So, as of today, I've done the following:
Picked my cover; like, 100% settled on it
Submitted and approved the interior formatting
Received my promotional text
Corrected my cover when the wrong text was put on the back of it (I guess this was partially my fault though)
Filled out the questionnaire for my promotional items (which now I'm wondering how long it'll take to get them and wondering why they didn't give me the questionnaire to fill out a little sooner).
Suffice to say, I'm getting a bit frustrated. Somehow, I had it in my head that this would be something like a 6 week process. Well, I started this process at the beginning August and we're now half-way through October. I kind of feel like my physical review copy should have been here about a week ago; and the last cover revision, which was really just fixing some text, somehow ended up taking over a week before that.
One thing I will say: My. Cover. Looks. Awesome. I really can't wait to show it off to the world. I'll be posting my cover reveal within the next day or two so stay tuned!

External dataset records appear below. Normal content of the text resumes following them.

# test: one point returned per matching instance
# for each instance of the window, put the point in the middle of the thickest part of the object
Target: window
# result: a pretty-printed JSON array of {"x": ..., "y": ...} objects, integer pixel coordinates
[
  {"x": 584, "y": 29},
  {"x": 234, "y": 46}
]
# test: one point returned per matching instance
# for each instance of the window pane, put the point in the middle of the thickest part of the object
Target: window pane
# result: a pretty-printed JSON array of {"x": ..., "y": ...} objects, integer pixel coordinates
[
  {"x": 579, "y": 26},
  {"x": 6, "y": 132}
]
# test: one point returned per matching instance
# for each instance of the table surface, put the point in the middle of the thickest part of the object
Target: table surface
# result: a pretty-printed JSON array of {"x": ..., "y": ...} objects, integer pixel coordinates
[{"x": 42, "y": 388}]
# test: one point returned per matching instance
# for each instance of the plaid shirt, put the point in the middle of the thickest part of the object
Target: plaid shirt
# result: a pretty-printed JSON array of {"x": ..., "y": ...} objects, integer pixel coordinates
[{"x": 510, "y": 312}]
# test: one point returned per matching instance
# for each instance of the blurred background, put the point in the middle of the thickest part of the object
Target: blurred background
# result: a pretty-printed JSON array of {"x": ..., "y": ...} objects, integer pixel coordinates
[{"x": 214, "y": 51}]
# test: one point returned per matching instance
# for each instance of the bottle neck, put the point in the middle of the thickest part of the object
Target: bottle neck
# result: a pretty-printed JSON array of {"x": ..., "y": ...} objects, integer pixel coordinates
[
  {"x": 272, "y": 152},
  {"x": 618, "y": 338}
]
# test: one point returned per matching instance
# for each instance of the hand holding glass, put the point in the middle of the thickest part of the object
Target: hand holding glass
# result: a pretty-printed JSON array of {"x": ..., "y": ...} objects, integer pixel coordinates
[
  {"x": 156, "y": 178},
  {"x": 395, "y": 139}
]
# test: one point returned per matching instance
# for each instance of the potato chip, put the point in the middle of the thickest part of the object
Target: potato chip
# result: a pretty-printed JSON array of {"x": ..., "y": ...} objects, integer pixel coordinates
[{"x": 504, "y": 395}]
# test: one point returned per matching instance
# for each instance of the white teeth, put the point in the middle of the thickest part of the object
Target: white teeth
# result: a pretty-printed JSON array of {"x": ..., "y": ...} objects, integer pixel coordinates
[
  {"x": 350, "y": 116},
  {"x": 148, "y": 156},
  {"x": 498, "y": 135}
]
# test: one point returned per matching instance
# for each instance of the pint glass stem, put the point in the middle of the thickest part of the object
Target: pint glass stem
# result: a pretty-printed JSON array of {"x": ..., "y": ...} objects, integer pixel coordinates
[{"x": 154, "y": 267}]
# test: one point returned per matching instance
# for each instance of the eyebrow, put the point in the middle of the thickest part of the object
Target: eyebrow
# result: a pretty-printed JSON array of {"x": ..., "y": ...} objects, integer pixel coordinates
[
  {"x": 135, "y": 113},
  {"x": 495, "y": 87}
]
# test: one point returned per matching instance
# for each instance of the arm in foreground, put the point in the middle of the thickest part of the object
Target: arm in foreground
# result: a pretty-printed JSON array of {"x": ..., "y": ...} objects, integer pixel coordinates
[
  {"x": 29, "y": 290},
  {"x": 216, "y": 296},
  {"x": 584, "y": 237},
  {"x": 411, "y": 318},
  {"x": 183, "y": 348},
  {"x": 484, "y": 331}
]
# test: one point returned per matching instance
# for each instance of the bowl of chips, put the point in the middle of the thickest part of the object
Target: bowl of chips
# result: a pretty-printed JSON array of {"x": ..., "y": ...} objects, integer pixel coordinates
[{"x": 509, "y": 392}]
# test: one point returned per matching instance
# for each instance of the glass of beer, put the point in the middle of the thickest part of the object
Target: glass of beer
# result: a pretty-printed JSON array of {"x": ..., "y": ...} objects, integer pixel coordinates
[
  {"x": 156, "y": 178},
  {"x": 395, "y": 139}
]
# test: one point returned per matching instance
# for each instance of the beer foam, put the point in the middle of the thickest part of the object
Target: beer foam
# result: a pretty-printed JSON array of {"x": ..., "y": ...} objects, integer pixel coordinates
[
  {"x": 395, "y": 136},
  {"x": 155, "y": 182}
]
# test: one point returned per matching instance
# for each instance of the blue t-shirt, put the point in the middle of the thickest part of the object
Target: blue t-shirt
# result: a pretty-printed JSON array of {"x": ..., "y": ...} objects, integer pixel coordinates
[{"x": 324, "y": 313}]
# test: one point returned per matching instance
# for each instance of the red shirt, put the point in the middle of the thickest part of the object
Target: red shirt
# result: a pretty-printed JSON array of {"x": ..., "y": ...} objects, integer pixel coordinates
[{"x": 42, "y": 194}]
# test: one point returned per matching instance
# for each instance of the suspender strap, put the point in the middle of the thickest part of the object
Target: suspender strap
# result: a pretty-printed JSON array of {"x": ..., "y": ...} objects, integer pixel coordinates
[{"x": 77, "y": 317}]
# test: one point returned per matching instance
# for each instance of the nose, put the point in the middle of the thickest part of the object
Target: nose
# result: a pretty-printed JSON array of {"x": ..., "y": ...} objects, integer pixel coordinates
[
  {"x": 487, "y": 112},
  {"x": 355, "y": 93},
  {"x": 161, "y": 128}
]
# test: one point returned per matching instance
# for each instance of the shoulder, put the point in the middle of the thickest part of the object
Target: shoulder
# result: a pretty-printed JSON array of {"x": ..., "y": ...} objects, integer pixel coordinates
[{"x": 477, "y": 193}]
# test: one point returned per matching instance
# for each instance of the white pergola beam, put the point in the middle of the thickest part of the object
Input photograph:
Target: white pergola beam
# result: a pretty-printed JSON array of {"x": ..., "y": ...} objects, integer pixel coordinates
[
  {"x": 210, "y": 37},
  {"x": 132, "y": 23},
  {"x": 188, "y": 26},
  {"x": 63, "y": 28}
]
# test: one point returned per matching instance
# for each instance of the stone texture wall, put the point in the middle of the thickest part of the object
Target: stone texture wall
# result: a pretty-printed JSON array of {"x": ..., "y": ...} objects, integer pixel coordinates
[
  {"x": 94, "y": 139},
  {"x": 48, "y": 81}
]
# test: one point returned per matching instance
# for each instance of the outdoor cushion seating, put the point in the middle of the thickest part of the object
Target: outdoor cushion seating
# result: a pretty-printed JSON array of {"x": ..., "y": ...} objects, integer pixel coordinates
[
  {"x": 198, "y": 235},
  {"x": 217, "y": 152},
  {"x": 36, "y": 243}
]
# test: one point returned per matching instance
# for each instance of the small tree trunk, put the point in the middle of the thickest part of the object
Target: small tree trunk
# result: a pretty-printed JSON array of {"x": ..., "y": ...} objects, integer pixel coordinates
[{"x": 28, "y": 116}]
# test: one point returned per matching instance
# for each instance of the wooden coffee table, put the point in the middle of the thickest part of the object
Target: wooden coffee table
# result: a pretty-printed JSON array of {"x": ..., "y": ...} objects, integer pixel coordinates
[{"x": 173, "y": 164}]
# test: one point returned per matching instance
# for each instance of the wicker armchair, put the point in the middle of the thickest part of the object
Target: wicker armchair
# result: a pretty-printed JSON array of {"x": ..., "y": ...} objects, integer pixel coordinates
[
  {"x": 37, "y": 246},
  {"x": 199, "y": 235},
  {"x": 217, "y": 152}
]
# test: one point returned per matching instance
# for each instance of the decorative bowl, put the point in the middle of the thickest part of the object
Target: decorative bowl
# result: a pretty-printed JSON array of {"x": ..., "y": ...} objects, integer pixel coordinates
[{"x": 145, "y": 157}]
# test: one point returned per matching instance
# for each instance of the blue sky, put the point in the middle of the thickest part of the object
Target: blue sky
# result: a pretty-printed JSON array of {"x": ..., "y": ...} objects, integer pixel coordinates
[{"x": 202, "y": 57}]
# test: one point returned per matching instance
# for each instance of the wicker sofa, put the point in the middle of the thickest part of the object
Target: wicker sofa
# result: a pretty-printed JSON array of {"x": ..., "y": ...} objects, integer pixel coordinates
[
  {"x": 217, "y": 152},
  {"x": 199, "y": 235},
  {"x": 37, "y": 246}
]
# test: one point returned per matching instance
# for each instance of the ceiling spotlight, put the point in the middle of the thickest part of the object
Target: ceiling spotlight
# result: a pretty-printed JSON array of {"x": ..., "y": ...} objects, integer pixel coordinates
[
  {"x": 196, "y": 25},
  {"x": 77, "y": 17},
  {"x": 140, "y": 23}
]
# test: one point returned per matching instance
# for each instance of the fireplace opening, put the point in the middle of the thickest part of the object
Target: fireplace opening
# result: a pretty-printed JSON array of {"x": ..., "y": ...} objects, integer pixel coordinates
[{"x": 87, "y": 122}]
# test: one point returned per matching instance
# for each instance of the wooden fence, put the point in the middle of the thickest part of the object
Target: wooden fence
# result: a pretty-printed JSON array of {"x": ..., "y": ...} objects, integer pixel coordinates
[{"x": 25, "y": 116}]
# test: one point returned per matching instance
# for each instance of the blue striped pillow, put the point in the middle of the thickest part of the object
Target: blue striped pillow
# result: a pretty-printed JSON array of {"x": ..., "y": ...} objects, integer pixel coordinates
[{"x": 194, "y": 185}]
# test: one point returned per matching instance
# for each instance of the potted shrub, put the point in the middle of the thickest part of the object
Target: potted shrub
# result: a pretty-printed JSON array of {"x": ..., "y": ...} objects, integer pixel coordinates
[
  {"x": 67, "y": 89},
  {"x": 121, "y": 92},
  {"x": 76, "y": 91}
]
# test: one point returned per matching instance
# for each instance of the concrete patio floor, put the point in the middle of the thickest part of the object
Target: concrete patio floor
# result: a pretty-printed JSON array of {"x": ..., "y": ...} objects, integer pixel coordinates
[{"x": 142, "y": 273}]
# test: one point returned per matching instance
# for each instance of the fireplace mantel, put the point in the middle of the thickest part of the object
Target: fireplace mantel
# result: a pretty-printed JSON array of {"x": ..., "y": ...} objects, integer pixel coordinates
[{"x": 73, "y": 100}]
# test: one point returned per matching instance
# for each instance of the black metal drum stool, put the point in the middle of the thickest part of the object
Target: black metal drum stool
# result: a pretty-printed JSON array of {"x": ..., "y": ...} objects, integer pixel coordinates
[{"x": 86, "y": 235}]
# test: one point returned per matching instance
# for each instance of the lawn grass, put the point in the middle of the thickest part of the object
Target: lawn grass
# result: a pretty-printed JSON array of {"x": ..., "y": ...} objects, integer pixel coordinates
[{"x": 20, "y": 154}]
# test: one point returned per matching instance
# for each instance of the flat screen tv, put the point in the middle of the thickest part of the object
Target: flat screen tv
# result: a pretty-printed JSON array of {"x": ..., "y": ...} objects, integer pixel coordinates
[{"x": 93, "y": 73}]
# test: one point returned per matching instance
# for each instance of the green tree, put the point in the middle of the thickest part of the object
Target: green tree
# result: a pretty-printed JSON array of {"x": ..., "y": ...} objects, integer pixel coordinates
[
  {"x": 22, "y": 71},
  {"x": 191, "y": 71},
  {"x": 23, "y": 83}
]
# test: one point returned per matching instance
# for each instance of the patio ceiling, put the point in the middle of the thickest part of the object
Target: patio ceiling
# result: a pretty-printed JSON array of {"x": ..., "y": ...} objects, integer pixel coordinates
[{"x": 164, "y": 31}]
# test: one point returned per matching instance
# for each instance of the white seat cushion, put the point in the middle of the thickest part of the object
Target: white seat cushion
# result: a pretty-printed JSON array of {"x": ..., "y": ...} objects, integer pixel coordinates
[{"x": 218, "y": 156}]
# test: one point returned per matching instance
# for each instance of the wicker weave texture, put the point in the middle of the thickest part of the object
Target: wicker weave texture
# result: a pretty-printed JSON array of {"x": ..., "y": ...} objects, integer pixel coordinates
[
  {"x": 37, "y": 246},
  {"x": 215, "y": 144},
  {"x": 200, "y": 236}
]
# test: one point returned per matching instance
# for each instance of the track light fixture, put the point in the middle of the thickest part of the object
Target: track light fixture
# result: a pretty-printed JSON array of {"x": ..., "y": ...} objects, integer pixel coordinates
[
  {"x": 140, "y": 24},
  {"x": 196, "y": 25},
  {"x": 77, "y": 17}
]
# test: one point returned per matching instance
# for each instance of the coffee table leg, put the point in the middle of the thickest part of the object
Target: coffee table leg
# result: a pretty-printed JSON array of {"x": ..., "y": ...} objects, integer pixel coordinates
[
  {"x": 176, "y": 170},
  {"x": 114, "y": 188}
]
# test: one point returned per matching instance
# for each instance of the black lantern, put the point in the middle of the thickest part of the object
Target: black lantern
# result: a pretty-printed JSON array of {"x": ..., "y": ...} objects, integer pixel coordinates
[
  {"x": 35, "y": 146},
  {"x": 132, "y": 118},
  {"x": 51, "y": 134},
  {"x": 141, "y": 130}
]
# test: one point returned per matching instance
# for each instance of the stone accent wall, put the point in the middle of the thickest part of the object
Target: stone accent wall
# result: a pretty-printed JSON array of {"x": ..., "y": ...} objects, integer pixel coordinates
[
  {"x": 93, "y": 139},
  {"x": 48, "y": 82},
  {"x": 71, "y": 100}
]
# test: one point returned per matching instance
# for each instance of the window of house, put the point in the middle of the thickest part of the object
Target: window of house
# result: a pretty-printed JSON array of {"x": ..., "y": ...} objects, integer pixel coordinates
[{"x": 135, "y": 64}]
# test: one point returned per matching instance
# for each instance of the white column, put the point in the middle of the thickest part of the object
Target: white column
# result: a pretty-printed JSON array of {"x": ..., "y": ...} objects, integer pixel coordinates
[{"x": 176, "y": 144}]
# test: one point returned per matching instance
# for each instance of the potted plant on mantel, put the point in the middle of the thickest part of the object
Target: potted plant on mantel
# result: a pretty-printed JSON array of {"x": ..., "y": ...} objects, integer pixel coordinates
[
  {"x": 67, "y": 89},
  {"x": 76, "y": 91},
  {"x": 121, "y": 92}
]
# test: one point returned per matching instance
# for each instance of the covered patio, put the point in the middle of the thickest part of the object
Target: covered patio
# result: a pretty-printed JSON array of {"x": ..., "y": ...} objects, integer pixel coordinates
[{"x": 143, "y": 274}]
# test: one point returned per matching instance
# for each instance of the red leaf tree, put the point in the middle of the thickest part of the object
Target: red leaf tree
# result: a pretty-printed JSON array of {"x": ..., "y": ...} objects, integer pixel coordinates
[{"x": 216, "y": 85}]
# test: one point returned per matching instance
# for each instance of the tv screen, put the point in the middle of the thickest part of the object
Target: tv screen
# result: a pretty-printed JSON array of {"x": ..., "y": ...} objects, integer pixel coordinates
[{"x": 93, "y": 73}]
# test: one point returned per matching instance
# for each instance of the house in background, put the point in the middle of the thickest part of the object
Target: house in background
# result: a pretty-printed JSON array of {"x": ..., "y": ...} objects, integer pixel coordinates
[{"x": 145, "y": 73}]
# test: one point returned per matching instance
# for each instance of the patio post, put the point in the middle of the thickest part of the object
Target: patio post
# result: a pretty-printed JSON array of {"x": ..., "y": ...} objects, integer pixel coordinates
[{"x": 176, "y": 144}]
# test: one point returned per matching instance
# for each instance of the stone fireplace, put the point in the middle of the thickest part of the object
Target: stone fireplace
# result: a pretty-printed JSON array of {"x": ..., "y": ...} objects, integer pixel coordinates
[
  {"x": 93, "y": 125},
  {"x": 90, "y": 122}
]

Another thing: I'm really glad I hired people to handle a lot of this stuff for me, because I think I'd get massively annoyed trying to figure it out myself. Sitting around toying with a word processor and other crappy software for hours is not my ideal pastime.
But on the other hand, I feel like this would be going faster if I were more involved. Maybe not? I don't know.
I have been feeling pretty antsy over the whole thing, though. I have barely written anything while I've been waiting for this process to move forward - I guess I kind of have target fixation. I have a kind of annoying habit where I like to work on just one thing at a time and give it my full attention. No grand multi-tasker am I. I feel incomplete if I start on something else before my original project is done. Plus, I feel like I'll forget something if my attention is too divided. But, then again, that's why I hired people to do these parts for me - so I'd have more time for other things. It's a conundrum that I need to work out.
So, now I just obsessively check my mailbox each day to see if my physical proof is here yet. I think I need to go check again just to be sure.